HC Deb 26 January 1966 vol 723 cc209-10
35. Mr. Gardner

asked the Attorney-General what decision was reached about the proposal to set up a Commonwealth Court of Appeal as a result of exchanges between representatives of Her Majesty's Government and Commonwealth Governments after the Commonwealth Law Conference in Sydney in August.

The Attorney-General (Sir Elwyn Jones)

I would refer the hon. and learned Member to what was said by my hon. Friend the Minister of State for Commonwealth Relations in answer to Questions on this subject yesterday. My noble Friend the Lord Chancellor is making inquiries of other Commonwealth Governments to find out what progress has been made.

Mr. Gardner

Would not the right hon. and learned Gentleman agree that the importance of judicial links between Commonwealth countries has been dramatically demonstrated by the Rhodesian crisis? Would he not further agree that without judicial links of this kind, the recent visit of the Chief Justice of Rhodesia to this country would not have been possible? Would he not also agree that a certain way of strengthening the vital lifelines within the Commonwealth would be the creation of a Commonwealth Court of Appeal?

The Attorney-General

I entirely agree with the hon. and learned Gentleman's emphasis on the importance of judicial and legal links between Commonwealth Governments and, indeed, between lawyers of the Commonwealth.

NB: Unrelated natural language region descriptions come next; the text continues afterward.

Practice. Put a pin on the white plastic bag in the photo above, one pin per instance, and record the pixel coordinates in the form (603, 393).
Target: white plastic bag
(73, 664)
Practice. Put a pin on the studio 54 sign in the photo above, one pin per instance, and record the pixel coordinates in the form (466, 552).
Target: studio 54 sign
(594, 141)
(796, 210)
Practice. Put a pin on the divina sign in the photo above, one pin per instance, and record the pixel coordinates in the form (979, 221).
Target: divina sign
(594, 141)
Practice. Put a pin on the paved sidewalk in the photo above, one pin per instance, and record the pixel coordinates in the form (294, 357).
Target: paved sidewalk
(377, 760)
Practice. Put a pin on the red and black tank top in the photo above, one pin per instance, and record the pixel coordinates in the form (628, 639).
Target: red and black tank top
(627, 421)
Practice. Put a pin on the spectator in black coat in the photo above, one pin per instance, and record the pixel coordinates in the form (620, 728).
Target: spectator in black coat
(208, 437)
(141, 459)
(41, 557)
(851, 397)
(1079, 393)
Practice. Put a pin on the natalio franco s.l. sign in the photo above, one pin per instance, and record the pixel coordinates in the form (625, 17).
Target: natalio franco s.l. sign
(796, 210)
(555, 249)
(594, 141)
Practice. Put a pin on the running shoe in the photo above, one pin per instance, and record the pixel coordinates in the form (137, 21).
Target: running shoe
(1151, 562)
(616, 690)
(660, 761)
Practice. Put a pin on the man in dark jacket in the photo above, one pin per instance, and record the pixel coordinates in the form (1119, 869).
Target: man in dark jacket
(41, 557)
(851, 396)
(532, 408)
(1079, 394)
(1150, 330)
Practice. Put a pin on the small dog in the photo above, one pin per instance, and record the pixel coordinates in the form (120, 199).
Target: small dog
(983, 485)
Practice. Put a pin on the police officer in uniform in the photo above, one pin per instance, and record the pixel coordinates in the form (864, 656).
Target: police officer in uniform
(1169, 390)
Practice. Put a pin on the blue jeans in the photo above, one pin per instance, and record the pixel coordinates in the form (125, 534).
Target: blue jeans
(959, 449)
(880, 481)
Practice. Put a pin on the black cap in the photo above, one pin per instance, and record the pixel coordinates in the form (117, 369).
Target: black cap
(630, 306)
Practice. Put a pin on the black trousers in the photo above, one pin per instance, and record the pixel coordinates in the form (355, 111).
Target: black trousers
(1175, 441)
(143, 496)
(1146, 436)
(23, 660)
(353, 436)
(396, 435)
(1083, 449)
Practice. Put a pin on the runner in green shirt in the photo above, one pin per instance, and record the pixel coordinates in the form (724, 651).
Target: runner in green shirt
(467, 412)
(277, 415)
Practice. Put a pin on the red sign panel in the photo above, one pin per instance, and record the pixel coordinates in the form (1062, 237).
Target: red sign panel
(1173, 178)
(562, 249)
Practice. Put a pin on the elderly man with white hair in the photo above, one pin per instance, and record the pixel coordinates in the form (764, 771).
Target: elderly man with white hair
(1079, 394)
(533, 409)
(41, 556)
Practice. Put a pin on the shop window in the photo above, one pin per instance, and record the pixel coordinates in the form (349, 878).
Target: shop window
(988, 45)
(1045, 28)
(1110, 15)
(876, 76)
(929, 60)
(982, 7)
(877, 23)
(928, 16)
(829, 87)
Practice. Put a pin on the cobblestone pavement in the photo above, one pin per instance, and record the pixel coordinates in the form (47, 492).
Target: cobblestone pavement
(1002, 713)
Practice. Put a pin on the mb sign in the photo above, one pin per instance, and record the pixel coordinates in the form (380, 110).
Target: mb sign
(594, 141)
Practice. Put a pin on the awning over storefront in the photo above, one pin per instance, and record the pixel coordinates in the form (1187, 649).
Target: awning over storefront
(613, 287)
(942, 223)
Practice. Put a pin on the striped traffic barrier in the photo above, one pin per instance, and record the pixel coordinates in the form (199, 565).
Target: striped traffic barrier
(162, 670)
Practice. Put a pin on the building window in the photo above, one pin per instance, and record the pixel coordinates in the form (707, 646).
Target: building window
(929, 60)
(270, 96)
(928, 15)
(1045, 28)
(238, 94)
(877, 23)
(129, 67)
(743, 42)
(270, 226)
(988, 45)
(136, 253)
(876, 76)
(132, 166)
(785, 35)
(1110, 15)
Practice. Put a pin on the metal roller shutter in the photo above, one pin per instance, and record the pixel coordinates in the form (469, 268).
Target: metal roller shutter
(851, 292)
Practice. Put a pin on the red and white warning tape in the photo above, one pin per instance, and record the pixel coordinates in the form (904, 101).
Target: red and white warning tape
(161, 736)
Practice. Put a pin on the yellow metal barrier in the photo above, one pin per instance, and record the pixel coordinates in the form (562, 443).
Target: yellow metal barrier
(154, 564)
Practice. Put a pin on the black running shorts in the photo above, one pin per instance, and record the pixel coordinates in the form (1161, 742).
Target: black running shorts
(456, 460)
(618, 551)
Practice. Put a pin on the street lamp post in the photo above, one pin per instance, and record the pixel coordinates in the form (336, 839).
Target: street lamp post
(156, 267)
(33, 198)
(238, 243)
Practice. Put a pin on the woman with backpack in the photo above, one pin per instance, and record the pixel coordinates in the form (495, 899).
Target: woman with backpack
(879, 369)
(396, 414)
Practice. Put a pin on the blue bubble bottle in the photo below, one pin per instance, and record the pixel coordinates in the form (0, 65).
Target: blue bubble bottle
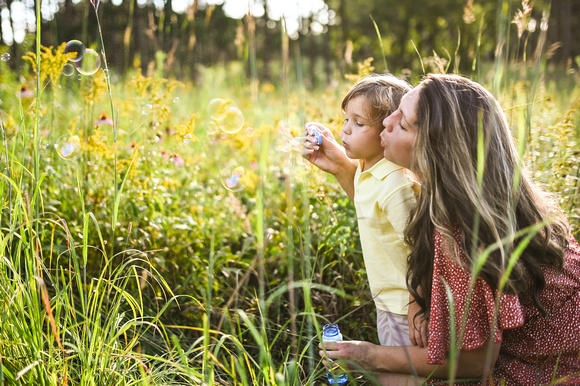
(331, 333)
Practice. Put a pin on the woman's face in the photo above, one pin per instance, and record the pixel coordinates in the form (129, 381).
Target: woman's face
(400, 131)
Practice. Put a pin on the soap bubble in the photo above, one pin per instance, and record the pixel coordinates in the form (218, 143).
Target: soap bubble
(217, 108)
(211, 128)
(69, 148)
(232, 120)
(187, 138)
(89, 63)
(233, 178)
(147, 109)
(68, 69)
(75, 46)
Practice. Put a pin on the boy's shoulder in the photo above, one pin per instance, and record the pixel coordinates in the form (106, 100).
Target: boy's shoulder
(385, 169)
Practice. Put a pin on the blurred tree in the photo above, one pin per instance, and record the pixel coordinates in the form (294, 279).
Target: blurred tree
(438, 34)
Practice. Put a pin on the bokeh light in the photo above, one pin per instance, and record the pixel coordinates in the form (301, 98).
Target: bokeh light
(89, 63)
(233, 178)
(147, 109)
(69, 148)
(217, 108)
(231, 121)
(68, 69)
(77, 47)
(211, 128)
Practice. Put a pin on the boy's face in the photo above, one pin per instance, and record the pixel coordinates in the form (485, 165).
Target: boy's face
(359, 138)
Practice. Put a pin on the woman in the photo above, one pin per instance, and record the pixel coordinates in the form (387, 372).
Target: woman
(478, 211)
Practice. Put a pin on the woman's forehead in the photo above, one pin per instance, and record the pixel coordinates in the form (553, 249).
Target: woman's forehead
(408, 105)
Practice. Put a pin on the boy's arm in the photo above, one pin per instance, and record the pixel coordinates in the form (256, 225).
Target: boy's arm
(418, 327)
(329, 156)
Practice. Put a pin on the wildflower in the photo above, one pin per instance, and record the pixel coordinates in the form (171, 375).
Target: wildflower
(25, 92)
(177, 160)
(103, 120)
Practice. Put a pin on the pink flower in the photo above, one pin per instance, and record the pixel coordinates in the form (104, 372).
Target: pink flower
(25, 92)
(103, 120)
(177, 160)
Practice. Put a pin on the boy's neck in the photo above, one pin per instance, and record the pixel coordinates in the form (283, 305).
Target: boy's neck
(368, 163)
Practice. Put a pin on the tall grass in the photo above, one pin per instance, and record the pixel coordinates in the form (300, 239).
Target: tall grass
(178, 280)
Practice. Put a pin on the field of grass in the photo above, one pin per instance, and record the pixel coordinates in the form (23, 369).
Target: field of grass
(143, 244)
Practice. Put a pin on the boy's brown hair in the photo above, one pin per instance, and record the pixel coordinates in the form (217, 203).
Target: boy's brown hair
(382, 92)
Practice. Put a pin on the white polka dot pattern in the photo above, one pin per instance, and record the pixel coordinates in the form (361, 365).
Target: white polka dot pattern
(535, 349)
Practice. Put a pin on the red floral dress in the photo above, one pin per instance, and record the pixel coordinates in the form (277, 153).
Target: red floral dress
(535, 349)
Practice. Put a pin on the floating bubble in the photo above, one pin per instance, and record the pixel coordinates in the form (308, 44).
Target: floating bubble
(232, 120)
(75, 46)
(217, 108)
(187, 138)
(68, 69)
(69, 148)
(211, 128)
(233, 178)
(89, 63)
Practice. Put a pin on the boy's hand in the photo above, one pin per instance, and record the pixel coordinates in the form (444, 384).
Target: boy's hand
(418, 327)
(327, 155)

But as the hon. and learned Member, who was at Sydney, will recollect, there was no unanimity, to put it at its mildest, over the proposal for a Commonwealth court. He will also recollect the efforts made by my noble Friend the Lord Chancellor and myself to give a fair wind to the proposal.

Mr. Hogg

Will not the right hon. and learned Gentleman agree about this? Is it not the case that, even on the lowest level, the English common law, like the English language, is one of the few indestructible assets of this country, and ought we not to do our best to add to the prestige of this country by advertising its virtues and co-ordinating the common law of countries throughout the world?

The Attorney-General

I entirely agree with that tribute to our common law, modified as it has been in recent decades by legislation in this House. I am an unqualified admirer of its virtues, and it is a splendid thought that it is the law of millions of people throughout the world. The problems of creating a Commonwealth Court raised many difficulties, constitutional and otherwise, which were very clearly elaborated at Sydney and Canberra.